Das Abkommen zwischen der Regierung und der katholischen Kirche über die Trennung von Kirche un Staat steht. Es wird am Montag unterzeichnet. Für die Kirche haben Erzbischof Jean-Claude Hollerich, Generalvikar Erny Gillen und Jean Ehret vom Centre Jean XXIII verhandelt. In einem «Wort»-Interview erklären sie, wie es zu dem Kompromis kam und wie die Kirche sich ihrer Meinung nach in den kommenden Jahren verändern wird.
Der Erzbischof sagt, auch wenn Punkte im Abkommen stünden, die der Kirche «weh tun», könne er mit dem Resultat leben, weil es der Kirche erlaube in den kommenden 20 Jahren ihre Missionen zu erfüllen.
Im öffentlichen Raum
Die Verhandlungen seien am Anfang schwer gewesen, sie seien aber auch immer fair gewesen. Die Kiche habe nuneben eine andere Sichtweise, wie die Regierung: Religion sei keine Privatsache, sie spiele sich im öffentlichen Raum ab, so Hollerich. Gut findet der Chef der katholischen Kirch, dass durch das Abkommen das Signal ausgesendet wird, dass die Glaubensgemeinschaften eng zusammen arbeiten.
Hollerich betont auch, dass man sich bei vielen Fragen, darunter auch die der Kirchenfabriken nicht länger auf überholte Texte basieren könne. Die Tatsache, dass die Regierung sich in der Frage des Verhältnisses zwischen dem Staat und den Glaubensgemeinschaften bewegte, zwang die Kirche zum handeln. «Wir mussten uns neu definieren und neu aufstellen», so der Erzbischof im «Wort».
Das Referendum hat die Verhandlungen beschleunigt. Der Erzbischof ist zufrieden, dass die Finanzierungsfrage jetzt kein Thema der Volksbefragung mehr ist. Man hätte viel Überzeugungsarbeit leisten müssen, um den Leuten zu erklären, dass es dabei lediglich um Artikel 106 der Verfassung geht.

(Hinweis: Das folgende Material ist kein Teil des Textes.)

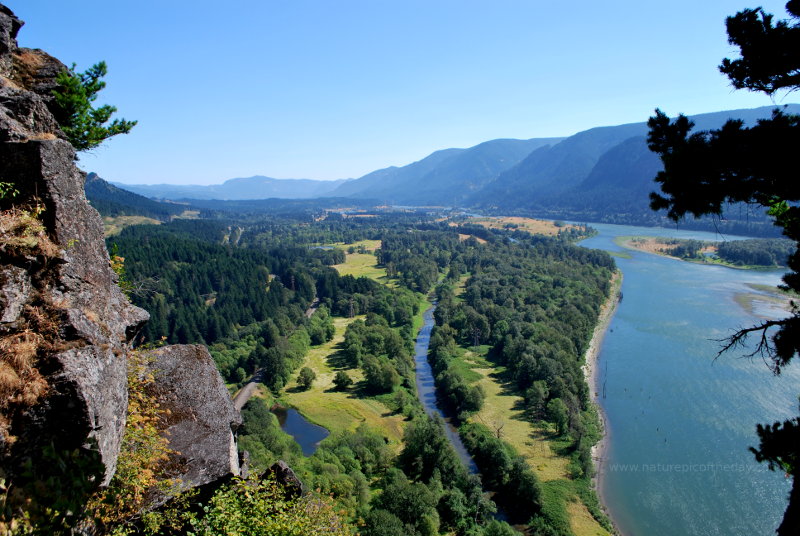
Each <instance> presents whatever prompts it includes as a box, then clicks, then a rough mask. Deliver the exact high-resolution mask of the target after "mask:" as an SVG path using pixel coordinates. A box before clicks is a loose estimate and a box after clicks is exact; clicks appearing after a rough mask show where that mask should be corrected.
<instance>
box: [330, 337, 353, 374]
mask: <svg viewBox="0 0 800 536" xmlns="http://www.w3.org/2000/svg"><path fill="white" fill-rule="evenodd" d="M334 350H335V351H334V352H332V353H330V354H328V357H327V358H326V359H327V361H328V366H329V367H331V370H334V371H339V370H349V369H351V368H353V367H351V366H350V363H349V362H348V361H347V357H346V356H345V355H344V342H340V343H339V344H337V345H336V346H335V347H334Z"/></svg>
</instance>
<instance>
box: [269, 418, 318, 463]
mask: <svg viewBox="0 0 800 536" xmlns="http://www.w3.org/2000/svg"><path fill="white" fill-rule="evenodd" d="M272 413H274V414H275V416H276V417H278V423H280V425H281V430H283V431H284V432H286V433H287V434H289V435H290V436H292V437H293V438H294V440H295V441H297V443H298V444H299V445H300V448H301V449H302V451H303V456H311V455H312V454H314V452H316V450H317V447H318V446H319V443H320V441H322V440H323V439H325V438H326V437H328V436H329V435H330V432H329V431H328V430H327V429H326V428H323V427H322V426H319V425H316V424H314V423H312V422H309V421H307V420H306V418H305V417H303V416H302V415H301V414H300V413H299V412H298V411H297V410H296V409H294V408H281V407H276V408H273V409H272Z"/></svg>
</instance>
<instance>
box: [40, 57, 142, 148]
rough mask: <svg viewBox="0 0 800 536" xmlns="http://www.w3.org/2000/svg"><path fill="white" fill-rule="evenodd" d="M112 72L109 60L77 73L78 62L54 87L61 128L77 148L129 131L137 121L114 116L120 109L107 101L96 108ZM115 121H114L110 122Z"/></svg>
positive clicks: (62, 76)
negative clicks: (105, 77) (94, 101)
mask: <svg viewBox="0 0 800 536" xmlns="http://www.w3.org/2000/svg"><path fill="white" fill-rule="evenodd" d="M107 73H108V67H107V66H106V62H104V61H101V62H99V63H96V64H94V65H92V66H91V67H90V68H89V69H87V70H86V72H83V73H78V72H75V64H74V63H73V64H72V67H70V68H69V69H67V70H65V71H62V72H61V73H59V74H58V76H57V77H56V82H57V83H58V89H54V90H53V96H54V103H55V110H54V115H55V117H56V120H57V121H58V123H59V125H60V126H61V130H63V131H64V134H66V135H67V139H68V140H69V142H70V143H71V144H72V146H73V147H75V149H76V150H77V151H87V150H89V149H93V148H95V147H97V146H98V145H100V144H101V143H103V142H104V141H105V140H107V139H108V138H110V137H112V136H116V135H117V134H127V133H128V132H130V131H131V129H132V128H133V127H134V126H135V125H136V121H126V120H125V119H114V120H113V121H111V116H112V115H114V113H116V111H117V108H116V107H115V106H111V105H108V104H104V105H103V106H100V107H99V108H94V107H93V106H92V103H93V102H94V101H95V100H97V94H98V93H99V92H100V91H101V90H102V89H103V88H104V87H106V83H105V82H104V81H103V80H102V78H103V77H104V76H105V75H106V74H107ZM109 121H111V123H110V124H108V125H107V123H108V122H109Z"/></svg>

«Weniger Geld: Kein Problem»
Hollerich hat kein Problem damit, wenn die Kirche ärmer wird, solange man den Kultusdienern eine Perspektive bietet. Die Kirche beschäftigt in Luxemburg 293 Personen, darunter 107 Geistliche. Auch nach der Neuregelung werde man jedes Jahr die Finanzen offenlegen. Um einen finanziellen Engpass zu verhindern soll aber ein Reservefonds geschaffen werden, der mit Spenden gespeist werden soll. Das Vermögen der Kirchenfabriken soll auch in diesen unabhängigen Fonds fließen, erklärte Hollerich. Die Kirchenfabriken sollen aber bestehen bleiben, zumindest bis zum 1. April 2017.

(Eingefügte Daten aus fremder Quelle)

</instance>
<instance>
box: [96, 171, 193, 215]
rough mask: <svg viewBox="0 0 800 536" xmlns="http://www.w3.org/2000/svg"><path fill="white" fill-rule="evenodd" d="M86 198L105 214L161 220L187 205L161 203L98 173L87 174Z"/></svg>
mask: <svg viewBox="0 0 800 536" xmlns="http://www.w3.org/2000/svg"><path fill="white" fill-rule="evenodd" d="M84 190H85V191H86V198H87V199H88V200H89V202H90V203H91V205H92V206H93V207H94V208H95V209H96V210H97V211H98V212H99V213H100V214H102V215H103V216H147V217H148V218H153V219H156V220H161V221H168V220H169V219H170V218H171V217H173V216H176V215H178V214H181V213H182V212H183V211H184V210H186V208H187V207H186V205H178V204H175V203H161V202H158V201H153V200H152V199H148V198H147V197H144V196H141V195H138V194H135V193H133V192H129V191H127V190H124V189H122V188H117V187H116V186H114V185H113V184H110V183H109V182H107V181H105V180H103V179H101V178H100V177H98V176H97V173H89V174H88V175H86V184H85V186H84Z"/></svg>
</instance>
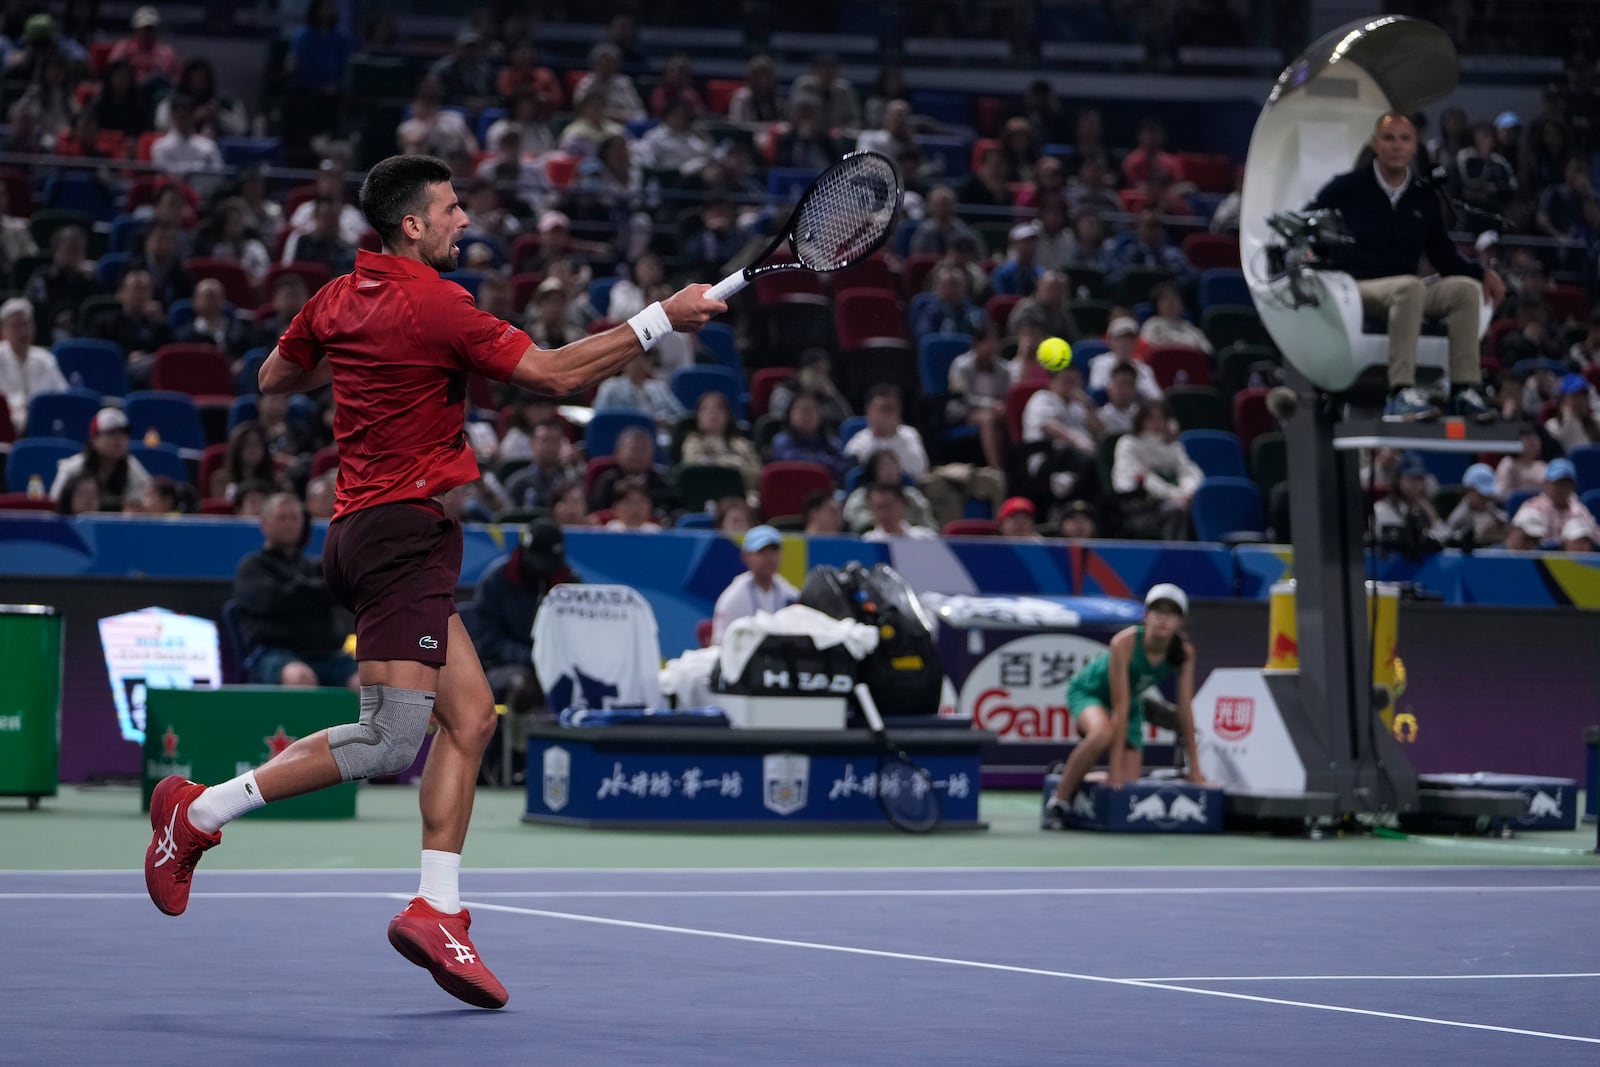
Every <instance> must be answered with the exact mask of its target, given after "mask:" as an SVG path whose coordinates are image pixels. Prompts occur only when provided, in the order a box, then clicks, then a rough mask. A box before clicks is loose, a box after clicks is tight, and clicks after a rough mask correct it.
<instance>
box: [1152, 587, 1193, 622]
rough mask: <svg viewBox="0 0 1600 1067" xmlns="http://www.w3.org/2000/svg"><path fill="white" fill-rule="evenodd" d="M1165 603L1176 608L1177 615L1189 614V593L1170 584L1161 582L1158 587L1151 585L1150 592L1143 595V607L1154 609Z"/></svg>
mask: <svg viewBox="0 0 1600 1067" xmlns="http://www.w3.org/2000/svg"><path fill="white" fill-rule="evenodd" d="M1163 600H1165V601H1166V603H1170V605H1173V606H1176V608H1178V611H1179V614H1182V616H1186V617H1187V614H1189V593H1186V592H1184V590H1181V589H1179V587H1178V585H1173V584H1171V582H1162V584H1160V585H1152V587H1150V592H1147V593H1144V606H1146V608H1154V606H1155V605H1158V603H1162V601H1163Z"/></svg>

Jean-Claude Hollerich weiß noch nicht, ob die Kirche alle Gebetshäuser halten kann. Das hänge von der Gemeinschaft ab. Wenn sie ihre Kirche nicht mehr will, werde sie aufgegeben, so Hollerich. Er kündigte an, dass bei der Wartung der Gotteshäuser gespart werden wird und ruft die Gläubigen zu mehr persönlichen Engagement für den Erhalt der Bauwerke auf.
Bedauernswertes Aus des Religionsunterrichts
Enttäuscht ist der Erzbischof jedoch über die Abschaffung des Religionsunterrichts. Er soll durch einen allgemeinen Werteunterricht ersetzt werden. In der Öffentlichkeit sorgte diese Ankündigung ebenfalls für die meiste Kritik. Der Religionsunterricht wurde bisher von etwa 330 Personen abgehalten. Es tröste ihn aber, dass in dem neuen Kursus über die Religionen gesprochen werden wird und dass der katholische Kultusrat bei der Gestaltung des neuen Unterrichts ein Wort mitreden soll.
Der Erzbischof weist den Vorwurf eines «Kuhhandels» aber enbtschieden zurück. Die Regierung habe die notwendige Mehrheit, um solche Sachen alleine zu beschließen. Innenminister Dan Kersch müsse nun ein Gesetzentwurf ausarbeiten, der die Vereinbarung umsetzt. Dort bestehe noch Spielraum, glauben die Kirchenvertreter.
Schließlich sieht Erzbischot Hollerich in dem Abkommen eine Chance. Man befinde sich in einer Zeit des Kulturwandels. Die Gläubigen müssten wieder enger zusammenrücken. Daraus entstehe eine lebendige und realistische Kirche. Er erhofft sich auch, dass durch diesen Kompromis die Kirche nicht mehr so oft angegriffen wird.